Both models exhibit reasonable agreement with available observations, but share many of the same biases, such as an underestimation of ice shelf melt rates in the Amundsen and Bellingshausen Seas, insufficient summer sea ice cover, and weakening transport of the Antarctic Circumpolar Current. The major limitations on model performance appear to be (i) excessive smoothing of the topography in FESOM, which is necessary to ensure numerical stability; (ii) spurious diapycnal mixing inherent in the terrain-following coordinates of MetROMS; and (iii) potential biases in the atmospheric reanalysis used to force the models.
The development process of the new MetROMS configuration is chronicled, and particular attention is given to a mechanism of numerical error that was found to be producing excessive sea ice. In particular, oscillatory ocean tracer advection schemes cause spurious supercooling and consequently sea ice formation, leading to a range of dynamic and thermodynamic impacts which degrade the simulation. Careful choice of advection schemes, increased parameterised diffusion, or the application of flux limiters can avoid this problem.

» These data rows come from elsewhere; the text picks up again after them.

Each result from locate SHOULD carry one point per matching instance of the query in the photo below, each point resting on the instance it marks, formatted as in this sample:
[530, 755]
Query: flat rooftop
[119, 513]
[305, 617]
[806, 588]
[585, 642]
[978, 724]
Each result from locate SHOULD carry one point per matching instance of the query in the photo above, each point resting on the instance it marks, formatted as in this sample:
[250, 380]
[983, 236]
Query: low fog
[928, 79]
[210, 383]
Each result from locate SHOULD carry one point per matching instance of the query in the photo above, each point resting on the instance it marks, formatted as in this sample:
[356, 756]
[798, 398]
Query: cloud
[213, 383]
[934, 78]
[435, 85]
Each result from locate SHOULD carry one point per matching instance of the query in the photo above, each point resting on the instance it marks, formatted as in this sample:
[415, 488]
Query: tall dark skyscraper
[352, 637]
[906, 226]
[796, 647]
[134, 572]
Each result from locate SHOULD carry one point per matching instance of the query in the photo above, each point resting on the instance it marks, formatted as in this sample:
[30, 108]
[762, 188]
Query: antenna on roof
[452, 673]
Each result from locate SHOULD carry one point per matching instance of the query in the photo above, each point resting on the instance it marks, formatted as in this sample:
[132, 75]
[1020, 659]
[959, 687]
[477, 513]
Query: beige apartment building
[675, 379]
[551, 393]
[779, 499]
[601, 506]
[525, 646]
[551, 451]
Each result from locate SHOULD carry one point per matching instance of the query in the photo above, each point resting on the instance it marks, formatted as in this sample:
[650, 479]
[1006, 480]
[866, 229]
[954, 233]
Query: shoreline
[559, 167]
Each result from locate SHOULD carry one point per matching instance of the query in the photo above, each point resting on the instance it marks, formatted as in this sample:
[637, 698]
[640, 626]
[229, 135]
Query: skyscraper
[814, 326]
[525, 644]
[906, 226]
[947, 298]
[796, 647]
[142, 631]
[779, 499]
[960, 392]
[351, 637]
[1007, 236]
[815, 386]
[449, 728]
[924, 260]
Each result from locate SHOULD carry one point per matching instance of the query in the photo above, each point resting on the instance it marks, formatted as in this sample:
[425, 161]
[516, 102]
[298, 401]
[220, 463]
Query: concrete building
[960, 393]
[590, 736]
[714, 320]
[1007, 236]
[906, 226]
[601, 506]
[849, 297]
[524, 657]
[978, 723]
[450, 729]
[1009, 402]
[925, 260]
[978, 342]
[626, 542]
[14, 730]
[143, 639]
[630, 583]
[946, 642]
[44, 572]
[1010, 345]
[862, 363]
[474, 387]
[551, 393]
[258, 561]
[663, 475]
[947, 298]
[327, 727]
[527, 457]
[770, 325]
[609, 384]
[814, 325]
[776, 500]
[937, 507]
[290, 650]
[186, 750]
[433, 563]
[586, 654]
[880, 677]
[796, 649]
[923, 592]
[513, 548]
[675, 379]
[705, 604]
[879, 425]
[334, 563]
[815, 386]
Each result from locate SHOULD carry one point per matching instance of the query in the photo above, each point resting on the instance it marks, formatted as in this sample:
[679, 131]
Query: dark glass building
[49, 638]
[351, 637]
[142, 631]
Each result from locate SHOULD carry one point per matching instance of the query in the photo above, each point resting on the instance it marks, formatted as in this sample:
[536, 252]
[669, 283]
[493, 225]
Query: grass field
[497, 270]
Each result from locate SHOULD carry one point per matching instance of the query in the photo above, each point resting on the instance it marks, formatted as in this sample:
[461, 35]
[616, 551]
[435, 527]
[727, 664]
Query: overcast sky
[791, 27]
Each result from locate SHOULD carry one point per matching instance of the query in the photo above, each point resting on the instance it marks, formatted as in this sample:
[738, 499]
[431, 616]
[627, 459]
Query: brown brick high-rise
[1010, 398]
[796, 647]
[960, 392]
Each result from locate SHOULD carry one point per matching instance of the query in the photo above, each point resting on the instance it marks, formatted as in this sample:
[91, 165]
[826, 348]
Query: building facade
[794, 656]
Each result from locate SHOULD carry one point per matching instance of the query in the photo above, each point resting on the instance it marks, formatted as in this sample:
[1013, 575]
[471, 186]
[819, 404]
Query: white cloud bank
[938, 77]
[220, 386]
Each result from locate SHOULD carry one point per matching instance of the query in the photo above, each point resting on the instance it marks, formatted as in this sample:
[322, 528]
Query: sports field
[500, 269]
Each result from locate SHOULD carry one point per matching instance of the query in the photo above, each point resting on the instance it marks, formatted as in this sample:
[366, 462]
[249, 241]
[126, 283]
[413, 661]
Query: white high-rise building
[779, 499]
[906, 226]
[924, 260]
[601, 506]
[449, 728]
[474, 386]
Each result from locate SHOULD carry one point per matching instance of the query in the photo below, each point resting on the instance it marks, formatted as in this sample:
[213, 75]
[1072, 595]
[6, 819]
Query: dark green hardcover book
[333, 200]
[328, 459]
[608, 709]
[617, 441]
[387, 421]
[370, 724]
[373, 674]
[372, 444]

Future projections with FESOM, under four 21st-century atmospheric forcing scenarios, all exhibit increased ice shelf basal melting in every sector of Antarctica. Total ice shelf basal mass loss from the continent increases by between 41% and 129%. The main mechanism of melting is an increased presence of warm Circumpolar Deep Water, which is better preserved on the continental shelf due to reduced convection, primarily from weakened sea ice formation. Other projections include freshening of High Salinity Shelf Water, weakening of the Antarctic Circumpolar Current, and a reduction in winter sea ice extent.